Two stories down onto wet pavement. I hit hard and rolled across the alley. Reaper landed beside me and pulled both of us to our feet.

“Motorcycle!” He pointed to a black BMW at the alley mouth. “Let’s go!”

We ran as bullets hit the concrete inches from our feet as we raced toward it.

Reaper kicked on the engine of the bike he must’ve arrived on. His muscles flexed under his gear. “German intelligence response is five minutes out!”

I climbed on behind him and wrapped my arms around his waist.

The bike launched forward. Behind us, automatic weapon fire lit up the night as the FSB agents poured from inside the building.

“Left!” I spotted a roadblock ahead. “They’ve got the main streets!”

Reaper’s knee nearly scraped the pavement as he leaned into a turn that defied physics, and shot onto a narrow side alley.

Bullets whined off brick walls inches from our heads as we weaved through the streets.

“Subway!” Reaper pointed ahead of us.

He skidded to a stop at the entrance. We abandoned the bike and raced down the concrete steps into the tunnel system.

“Run!” Reaper grabbed my arm and pulled me toward the maintenance corridors.

Footsteps echoed from behind. Heavy boots. At least three hostiles on our tails.

We squeezed into a narrow maintenance passage, pressed together in the confined space. I could feel his heartbeat, fast and hard.

Flashlights swept the main tunnel, and voices shouted orders in Russian. They were more now, spreading out, searching systematically.

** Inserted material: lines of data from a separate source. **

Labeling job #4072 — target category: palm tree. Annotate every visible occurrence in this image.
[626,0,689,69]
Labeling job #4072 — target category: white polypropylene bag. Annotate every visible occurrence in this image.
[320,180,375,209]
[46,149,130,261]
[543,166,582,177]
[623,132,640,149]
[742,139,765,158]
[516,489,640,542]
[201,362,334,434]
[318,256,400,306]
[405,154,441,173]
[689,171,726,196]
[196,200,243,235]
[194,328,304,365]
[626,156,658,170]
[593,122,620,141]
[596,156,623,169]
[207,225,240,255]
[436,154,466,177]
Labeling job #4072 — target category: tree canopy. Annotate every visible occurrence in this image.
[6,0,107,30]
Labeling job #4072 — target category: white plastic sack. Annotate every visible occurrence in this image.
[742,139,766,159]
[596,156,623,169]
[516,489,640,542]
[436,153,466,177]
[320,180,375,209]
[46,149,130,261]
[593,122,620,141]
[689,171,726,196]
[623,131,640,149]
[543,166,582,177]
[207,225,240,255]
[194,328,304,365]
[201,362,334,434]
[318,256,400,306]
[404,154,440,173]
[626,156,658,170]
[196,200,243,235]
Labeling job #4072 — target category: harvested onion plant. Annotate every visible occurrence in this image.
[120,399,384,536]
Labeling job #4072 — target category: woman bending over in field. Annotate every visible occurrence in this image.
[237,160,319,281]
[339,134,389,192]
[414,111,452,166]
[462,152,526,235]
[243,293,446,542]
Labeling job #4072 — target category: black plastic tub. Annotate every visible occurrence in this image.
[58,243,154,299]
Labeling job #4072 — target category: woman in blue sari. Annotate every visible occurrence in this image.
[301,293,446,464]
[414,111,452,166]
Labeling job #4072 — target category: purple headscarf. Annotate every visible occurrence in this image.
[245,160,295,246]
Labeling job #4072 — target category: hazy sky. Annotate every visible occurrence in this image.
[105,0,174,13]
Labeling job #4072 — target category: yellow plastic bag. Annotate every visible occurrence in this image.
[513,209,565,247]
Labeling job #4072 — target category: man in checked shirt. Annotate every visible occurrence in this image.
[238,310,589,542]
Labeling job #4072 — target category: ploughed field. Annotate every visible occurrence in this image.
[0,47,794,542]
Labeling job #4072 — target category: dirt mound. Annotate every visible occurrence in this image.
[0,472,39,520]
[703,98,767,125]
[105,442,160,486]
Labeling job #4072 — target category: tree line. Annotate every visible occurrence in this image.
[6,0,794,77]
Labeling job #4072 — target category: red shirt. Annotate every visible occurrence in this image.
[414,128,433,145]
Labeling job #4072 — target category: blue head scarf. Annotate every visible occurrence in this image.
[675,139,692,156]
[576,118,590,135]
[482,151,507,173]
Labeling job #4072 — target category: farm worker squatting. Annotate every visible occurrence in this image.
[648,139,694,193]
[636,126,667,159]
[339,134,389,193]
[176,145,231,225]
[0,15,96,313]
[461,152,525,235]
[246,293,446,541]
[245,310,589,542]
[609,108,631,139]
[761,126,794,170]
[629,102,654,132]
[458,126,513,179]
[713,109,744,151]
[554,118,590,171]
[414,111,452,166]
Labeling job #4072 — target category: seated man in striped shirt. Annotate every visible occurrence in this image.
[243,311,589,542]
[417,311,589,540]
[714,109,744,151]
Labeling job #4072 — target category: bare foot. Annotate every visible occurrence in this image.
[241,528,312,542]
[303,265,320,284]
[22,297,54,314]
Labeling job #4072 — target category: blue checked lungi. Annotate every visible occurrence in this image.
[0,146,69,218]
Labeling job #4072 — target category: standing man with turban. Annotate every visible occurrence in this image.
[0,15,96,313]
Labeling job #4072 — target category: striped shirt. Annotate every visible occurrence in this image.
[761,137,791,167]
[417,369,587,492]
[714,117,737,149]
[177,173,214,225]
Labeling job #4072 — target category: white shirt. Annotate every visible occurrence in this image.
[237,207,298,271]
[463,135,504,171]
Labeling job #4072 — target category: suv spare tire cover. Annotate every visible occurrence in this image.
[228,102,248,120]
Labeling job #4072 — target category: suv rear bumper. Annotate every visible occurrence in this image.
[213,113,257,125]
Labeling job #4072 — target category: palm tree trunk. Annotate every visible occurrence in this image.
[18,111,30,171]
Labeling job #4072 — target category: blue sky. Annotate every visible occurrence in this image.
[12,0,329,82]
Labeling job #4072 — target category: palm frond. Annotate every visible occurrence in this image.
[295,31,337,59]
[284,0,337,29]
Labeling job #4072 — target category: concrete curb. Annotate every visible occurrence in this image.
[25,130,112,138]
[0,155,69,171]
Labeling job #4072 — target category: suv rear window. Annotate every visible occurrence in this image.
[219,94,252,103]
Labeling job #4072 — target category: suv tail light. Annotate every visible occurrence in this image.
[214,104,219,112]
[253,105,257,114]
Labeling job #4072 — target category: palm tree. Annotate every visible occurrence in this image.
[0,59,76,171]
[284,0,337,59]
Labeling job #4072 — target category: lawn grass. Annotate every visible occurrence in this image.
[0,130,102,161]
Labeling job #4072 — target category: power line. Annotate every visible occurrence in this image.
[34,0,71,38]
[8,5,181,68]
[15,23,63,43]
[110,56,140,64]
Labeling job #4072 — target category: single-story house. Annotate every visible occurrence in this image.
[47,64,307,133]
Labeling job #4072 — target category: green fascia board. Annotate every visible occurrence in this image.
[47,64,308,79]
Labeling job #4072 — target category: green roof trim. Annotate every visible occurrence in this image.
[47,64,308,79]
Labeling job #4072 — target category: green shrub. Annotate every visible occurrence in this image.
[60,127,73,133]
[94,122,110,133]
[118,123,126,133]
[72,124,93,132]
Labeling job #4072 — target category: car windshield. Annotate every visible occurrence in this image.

We pressed deeper into the shadows when a beam of light drifted past our hiding spot. The voices faded as the team moved beyond our position.

We stood there in the dark, breathing hard, facing each other. The adrenaline, the fury, the electricity between us—it was all still there, crackling in the air.

“You should have left me.” My voice was raw with anger mixed with terror.

“Like hell.” His words were rough, dangerous. “You think I’d let them put a bullet in your head?”

“I specifically told you to save Mercury first, and you ignored me!”

“You want to hate me for saving your life? Fine. Hate me.”

“I do hate you.” The words came out breathless and unconvincing.

Reaper’s body pressed against mine. His hands fisted in my hair, and his mouth crashed into mine. I returned his kiss with everything I had—all the rage and terror burning through my veins.

“I hate you,” I repeated. “I fucking hate you.”

“Yeah, babe, I hate you too,” he said before he thrust his tongue inside my mouth, making my traitorous body lean harder into his.